Bij de Voorjaarsnota zijn middelen aan de begrotingsreserve Duurzame Energie onttrokken voor een deel van de Urgendamaatregelen. De nu onttrokken middelen worden naar verwachting deels besteed in 2020 en deels in 2021. Indien de middelen voor 2020 onverhoopt niet tot uitgaven leiden in 2020, dan kan een departement deze via de gebruikelijke eindejaarsmarge meenemen naar 2021. Mocht deze gebruikelijke eindejaarsmarge ontoereikend zijn voor het meenemen van niet-bestede Urgenda-middelen, dan zal te zijner tijd welwillend worden bezien hoe deze middelen met een kasschuif behouden kunnen blijven, zodat het behalen van de Urgendadoelen niet in gevaar komt. Hetzelfde zal het geval zijn mocht er sprake zijn van een versnelling van de maatregelen van 2021 naar 2020.

Vraag 72

Waarom wordt de taakstellende onderuitputting 2020 nu nog niet ingevuld? Wanneer krijgt de Tweede Kamer de bij de Najaarsnota 2019 toegezegde brief over de invuling van de in=uittaakstelling (Handelingen II 2019/20, nr. 38, item 16)?

Antwoord op vraag 72

Zoals gemeld in de Voorjaarsnota was in de afgelopen drie jaar sprake van forse onderuitputting op de departementale begrotingen. Om te voorkomen dat ruimte onder het uitgavenplafond die in de loop van 2020 ontstaat niet meer (doelmatig) kan worden ingezet, heeft het kabinet besloten hierop te anticiperen door bij Voorjaarsnota taakstellende onderuitputting in te boeken. Het kabinet creëert zo eenmalig maximale ruimte voor extra uitgaven in 2020. Deze taakstelling wordt gedurende 2020 ingevuld met onderuitputting en per saldo meevallers op de begrotingshoofdstukken.

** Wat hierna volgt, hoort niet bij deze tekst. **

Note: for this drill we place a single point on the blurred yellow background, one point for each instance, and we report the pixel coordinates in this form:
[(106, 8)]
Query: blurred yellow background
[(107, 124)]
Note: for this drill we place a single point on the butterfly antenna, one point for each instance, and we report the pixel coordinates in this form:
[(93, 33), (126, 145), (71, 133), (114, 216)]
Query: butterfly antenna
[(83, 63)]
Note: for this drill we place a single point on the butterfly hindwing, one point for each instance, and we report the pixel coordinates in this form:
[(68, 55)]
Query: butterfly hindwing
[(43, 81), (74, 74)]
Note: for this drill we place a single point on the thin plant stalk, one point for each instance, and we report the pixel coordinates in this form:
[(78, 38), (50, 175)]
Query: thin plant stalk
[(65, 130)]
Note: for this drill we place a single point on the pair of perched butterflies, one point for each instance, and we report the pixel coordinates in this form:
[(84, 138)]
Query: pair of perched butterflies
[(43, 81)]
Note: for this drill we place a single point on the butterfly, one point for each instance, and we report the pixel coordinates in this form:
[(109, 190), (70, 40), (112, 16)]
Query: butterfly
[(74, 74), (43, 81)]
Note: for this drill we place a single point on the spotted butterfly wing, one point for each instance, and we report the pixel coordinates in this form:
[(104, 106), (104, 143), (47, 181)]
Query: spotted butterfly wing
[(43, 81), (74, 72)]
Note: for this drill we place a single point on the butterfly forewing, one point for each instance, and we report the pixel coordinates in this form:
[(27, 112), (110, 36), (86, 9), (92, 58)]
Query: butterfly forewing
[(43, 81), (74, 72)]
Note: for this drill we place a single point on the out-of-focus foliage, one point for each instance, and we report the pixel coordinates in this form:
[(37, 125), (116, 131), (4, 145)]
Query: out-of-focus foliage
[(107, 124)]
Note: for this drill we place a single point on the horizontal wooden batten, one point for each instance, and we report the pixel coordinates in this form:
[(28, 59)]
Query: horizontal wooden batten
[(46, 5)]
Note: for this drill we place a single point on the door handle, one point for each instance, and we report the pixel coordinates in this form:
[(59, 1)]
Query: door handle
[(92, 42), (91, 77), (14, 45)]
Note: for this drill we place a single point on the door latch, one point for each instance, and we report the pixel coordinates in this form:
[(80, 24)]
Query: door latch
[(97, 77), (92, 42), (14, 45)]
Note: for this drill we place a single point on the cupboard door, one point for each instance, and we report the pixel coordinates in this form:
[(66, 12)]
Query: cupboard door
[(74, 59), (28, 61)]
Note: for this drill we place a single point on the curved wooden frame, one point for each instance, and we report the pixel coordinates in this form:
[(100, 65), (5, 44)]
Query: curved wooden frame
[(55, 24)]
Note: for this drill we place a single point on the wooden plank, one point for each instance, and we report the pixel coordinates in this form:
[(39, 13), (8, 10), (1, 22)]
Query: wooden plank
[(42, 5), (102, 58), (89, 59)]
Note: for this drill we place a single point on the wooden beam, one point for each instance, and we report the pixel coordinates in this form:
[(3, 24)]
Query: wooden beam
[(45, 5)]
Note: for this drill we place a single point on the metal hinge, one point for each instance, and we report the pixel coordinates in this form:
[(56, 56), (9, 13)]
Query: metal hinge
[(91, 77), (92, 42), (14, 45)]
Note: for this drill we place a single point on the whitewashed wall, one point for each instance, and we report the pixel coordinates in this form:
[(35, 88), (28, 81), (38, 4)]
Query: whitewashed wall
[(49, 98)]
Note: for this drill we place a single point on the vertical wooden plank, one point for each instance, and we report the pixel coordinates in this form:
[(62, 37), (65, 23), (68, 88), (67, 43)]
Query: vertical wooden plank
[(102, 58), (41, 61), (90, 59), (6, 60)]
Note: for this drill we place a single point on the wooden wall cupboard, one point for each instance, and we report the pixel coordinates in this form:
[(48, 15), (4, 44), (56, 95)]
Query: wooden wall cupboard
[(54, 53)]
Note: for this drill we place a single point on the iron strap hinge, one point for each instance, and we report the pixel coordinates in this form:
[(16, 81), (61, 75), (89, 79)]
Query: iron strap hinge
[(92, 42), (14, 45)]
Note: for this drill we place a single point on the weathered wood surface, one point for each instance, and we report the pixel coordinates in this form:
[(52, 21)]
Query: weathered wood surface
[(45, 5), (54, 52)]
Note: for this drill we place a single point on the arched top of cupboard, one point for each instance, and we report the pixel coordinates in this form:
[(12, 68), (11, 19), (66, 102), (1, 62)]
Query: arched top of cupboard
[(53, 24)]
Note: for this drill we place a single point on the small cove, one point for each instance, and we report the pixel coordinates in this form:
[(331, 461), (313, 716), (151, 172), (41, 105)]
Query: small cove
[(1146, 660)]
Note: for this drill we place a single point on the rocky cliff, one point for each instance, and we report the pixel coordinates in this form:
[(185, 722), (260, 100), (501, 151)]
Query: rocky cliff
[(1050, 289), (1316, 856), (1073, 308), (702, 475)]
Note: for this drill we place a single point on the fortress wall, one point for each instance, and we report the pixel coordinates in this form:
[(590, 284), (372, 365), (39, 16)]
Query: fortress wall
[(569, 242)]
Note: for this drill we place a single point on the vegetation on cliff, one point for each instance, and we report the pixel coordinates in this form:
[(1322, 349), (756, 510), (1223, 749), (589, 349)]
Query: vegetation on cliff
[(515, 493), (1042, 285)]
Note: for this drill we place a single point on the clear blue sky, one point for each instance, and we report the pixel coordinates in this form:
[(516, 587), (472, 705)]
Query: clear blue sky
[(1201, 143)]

Tijdens het debat over de Najaarsnota 2019 heb ik aan de heer Snels van de Groenlinksfractie en de heer Sneller van de D66-fractie toegezegd een kamerbrief te sturen over de werking van de in=uittaakstelling. Gegeven de inhoudelijke raakvlakken tussen enerzijds de in=uittaakstelling en anderzijds het focusonderwerp ramingen en onderschrijdingen voor de verantwoording over 2019, heb ik besloten om in paragraaf 2.3 van het Financieel Jaarverslag Rijk 2019 over het focusonderwerp ook uitgebreid stil te staan bij de systematiek en invulling van de in=uittaakstelling. Daarmee heb ik invulling gegeven aan deze toezegging aan de Kamer.

Vraag 73

Kunt u een actueel overzicht geven van de financiën met betrekking tot de uitgaven sociale zekerheid op het terrein van de WW en de bijstand (voor de bijstand uitgesplitst naar regelingen als de bijstand voor zelfstandigen (Bbz), Tijdelijke overbruggingsregeling zelfstandig ondernemers (Tozo) en gewone bijstand)? En wat zijn de verwachtingen op die onderdelen voor de rest van 2020?

Antwoord op vraag 73

Een overzicht van de stand uit de Voorjaarsnota, opgesplitst in de losse regelingen, kunt u in de tabel hieronder vinden. De verwachtingen voor de rest van 2020 worden bijgesteld bij de Miljoenennota 2021 en de Najaarsnota 2020 en kunt u daar te zijner tijd vinden.

Actuele stand

2020

2021

2022

2023

2024

2025

BUIG

5.932

6.034

6.166

6.317

6.504

6.643

Bijstand

5.525

5.650

5.788

5.952

6.149

6.314

IOAW

322

303

295

281

270

243

IOAZ

30

30

32

33

34

35

Bbz

51

51

51

51

51

51

Vraag 74

In hoeverre is in de post kinderopvangtoeslag al de regeling voor de eigen bijdragen voor ouders in het kader van corona verwerkt?

Antwoord op vraag 74

In de Voorjaarsnota en de eerste suppletoire begroting van SZW (Kamerstuk 35 450 XV) is de regeling voor de vergoeding eigen bijdrage gedeeltelijk verwerkt. Het deel dat meeloopt heeft betrekking op de uitgaven van 175 miljoen euro voor de periode 16 maart 2020 tot en met 28 april 2020. Dit is het bedrag dat aan uw Kamer is gemeld bij de tweede incidentele suppletoire begroting van SZW18.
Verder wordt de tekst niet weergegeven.